Immagine da The Phantom Thread (2017) di Paul Thomas Anderson
C’era un tempo un’istanza altmaniana nel cinema di Paul Thomas Anderson. Era un’istanza costituita attraverso la mutuazione da un certo Altman – quello di America oggi e Un matrimonio, ma anche de I protagonisti, Nashville e, ante litteram, di Radio America – di un cinema fatto di collettività e di provincia, di moltiplicazioni narrative coniugate con buona eleganza. Da quella istanza nascevano Sydney, solido film d’esordio, forse troppo “indipendente, e i primi capolavori, Boogie Nights e Magnolia, fino alle sfumature romantiche di Ubriaco d’amore, un detour che lo congedava (forse) definitivamente dal maestro.

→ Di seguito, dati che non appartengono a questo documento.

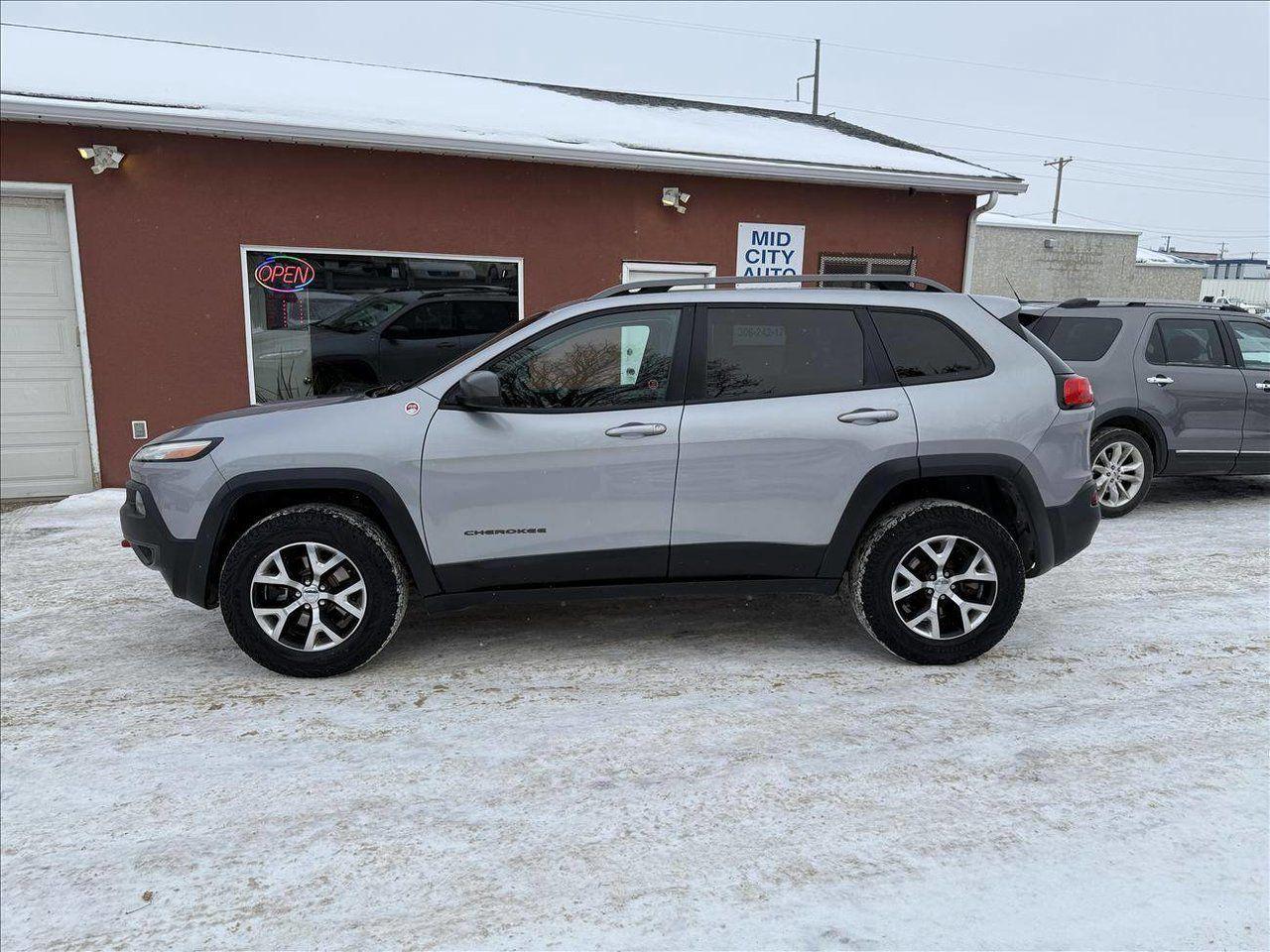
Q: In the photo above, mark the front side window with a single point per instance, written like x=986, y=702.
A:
x=924, y=349
x=603, y=362
x=317, y=317
x=1187, y=340
x=1254, y=343
x=774, y=352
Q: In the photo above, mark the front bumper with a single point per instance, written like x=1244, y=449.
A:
x=176, y=558
x=1072, y=525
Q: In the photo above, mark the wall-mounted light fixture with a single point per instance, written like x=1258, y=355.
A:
x=102, y=157
x=676, y=199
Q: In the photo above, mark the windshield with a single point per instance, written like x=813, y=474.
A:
x=365, y=316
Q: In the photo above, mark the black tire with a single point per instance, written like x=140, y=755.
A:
x=1115, y=434
x=867, y=587
x=373, y=557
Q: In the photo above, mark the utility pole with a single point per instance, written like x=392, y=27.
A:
x=816, y=81
x=1058, y=185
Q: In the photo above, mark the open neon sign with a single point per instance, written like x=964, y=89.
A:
x=285, y=273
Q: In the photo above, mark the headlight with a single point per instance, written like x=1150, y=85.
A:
x=176, y=452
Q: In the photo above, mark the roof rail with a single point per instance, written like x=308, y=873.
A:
x=657, y=285
x=1147, y=302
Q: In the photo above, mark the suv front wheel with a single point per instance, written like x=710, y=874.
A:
x=937, y=581
x=313, y=590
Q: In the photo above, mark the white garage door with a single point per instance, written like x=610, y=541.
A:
x=44, y=420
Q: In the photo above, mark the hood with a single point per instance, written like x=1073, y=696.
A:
x=277, y=407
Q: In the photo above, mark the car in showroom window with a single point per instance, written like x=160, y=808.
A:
x=324, y=324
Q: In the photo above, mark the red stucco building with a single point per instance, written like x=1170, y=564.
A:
x=128, y=296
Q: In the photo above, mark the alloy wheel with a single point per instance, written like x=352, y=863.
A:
x=1118, y=474
x=308, y=595
x=944, y=587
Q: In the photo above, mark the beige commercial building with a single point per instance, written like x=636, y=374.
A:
x=1043, y=262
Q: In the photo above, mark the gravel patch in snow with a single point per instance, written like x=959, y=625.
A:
x=722, y=774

Il parricidio si compiva, però, con i capolavori della seconda fase, Il petroliere e The Master. Cantati entrambi dalle musiche notturne e demoniache di Jonny Greenwood, ridimensionavano notevolmente le quantità di narrativa in gioco per moltiplicare esponenzialmente la quantità di cinema, mostrando, forse chiaramente per la prima volta, la cifra stilistica e cinematografica del suo autore. Studi di persona trasformati lentamente in gigantomachie (dando a Dano, Hofman, Day-Lewis e Phoenix i migliori personaggi delle loro carriere), inseriti in contesti sedimentati sulla disperazione – cui nessun drenaggio sfugge – e trasfigurati in finali irrisori in quanto disarmanti. Studio di persona rappresentato anche da, seppur parzialmente, Vizio di forma, che riprende Altman e lo droga attraverso Thomas Pynchon, in un progetto sicuramente in parte interlocutorio, ma dall’esito felice e godurioso.